アトラクションのシーン(スペクタクル的にはこちらが上か)
宇宙船第一号機はテロにより破壊されるが、日本の北海道局地に極秘で作られた第二号からエリーはヴェガに旅立ち、ワームホールらしきものを経由し、天国のようなヴェガにたどり着く。エリーはそこで父親を見つけるが、それはただ父親の容姿をしたイメージ。異星人は何億年もの間知的生命体とこのような方式でコンタクトを取っているのだと言い、さらにこの接触は第一段階であり、また会おうとジョディは地球に送り戻される。この間18時間だったが、地球ではマシーンから球体が落ちて着水するまでの時間しか経過しておらず、このプロジェクトは失敗であり、エリーの体験も幻覚だとされるという展開。
宇宙へのロマンを哲学的に追及したカール・セーガンの小説がBack to the futureやフォレストガンプを手掛けたロバート・ゼメキス監督によってスペクタクルで見やすくなったという内容。しかし元々やや難解で退屈なカール・セーガンの作品なので、スピルバーグの様なエイリアン物を期待した人には物足りなさが残る内容と思います。人類の祖先は細菌から進化したものではなく、宇宙から来たのではないか?神とは宇宙にいるのでは?といった思想とつながっています。物語では、政府や学会の世俗的なしがらみや見栄でプロジェクトが翻弄されるのですが、科学、哲学、宗教は全て「真実」を求める点でその目的は共通するものである、というセーガンの考えに基づいて物語が構成されている点が興味深いものでした。エリーが体験した内容を記録した媒体が全てジャミングで解析不能になっていたものの、長さは地球時間の数秒ではなく宇宙時間の18時間であったり、地球外生命体の知性をほのめかす証拠は残されるものの、結局地道に人類自ら真実を探求しつづける、という結論も良き時代のハリウッド映画(米国)を感じさせる内容でした。この後米国資本主義が世界を支配し続けることで「真実追求」よりも「金と権力の維持」が世の中のインセンティブになってしまい、911、テロとの戦争、グローバリズムの台頭、ネオコン・軍産による世界支配、映画界を含むメディア統制(検閲産業複合体)の現在へと進んでしまった事が残念に思います。
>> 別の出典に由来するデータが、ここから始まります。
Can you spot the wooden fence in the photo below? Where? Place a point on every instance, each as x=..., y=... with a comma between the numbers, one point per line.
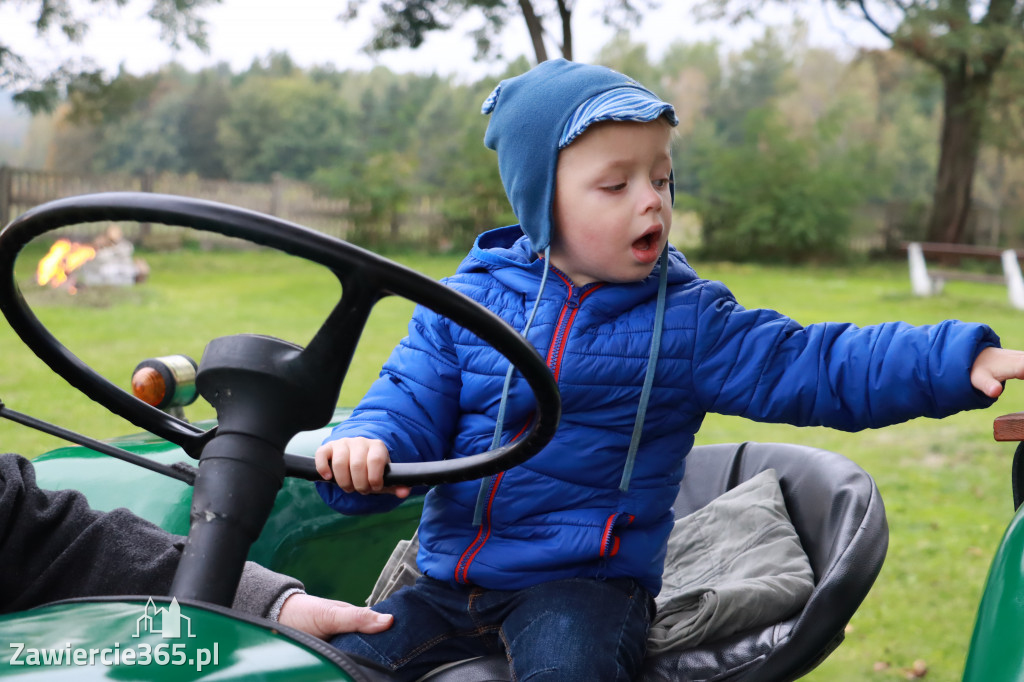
x=22, y=189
『ある一人の人物が妄想にとりつかれているとき、それは精神異常と呼ばれる。』しかし 『多くの人間が妄想にとりつかれているとき、それは宗教と呼ばれる。』と喝破するが、まったく同じ態度なのがカール・セーガン
最初はハードカバーの『カール・セーガン 科学と悪霊を語る』が題名を変えて→『人はなぜエセ科学に騙されるのか』上下、と文庫化されるが、また題名を変えて→新しく『悪霊にさいなまれる世界』(上・下)文庫。題名が一番禍々しいが、内容は「神と闘う」ドーキンスと全く一緒で、我々のような日本人的には???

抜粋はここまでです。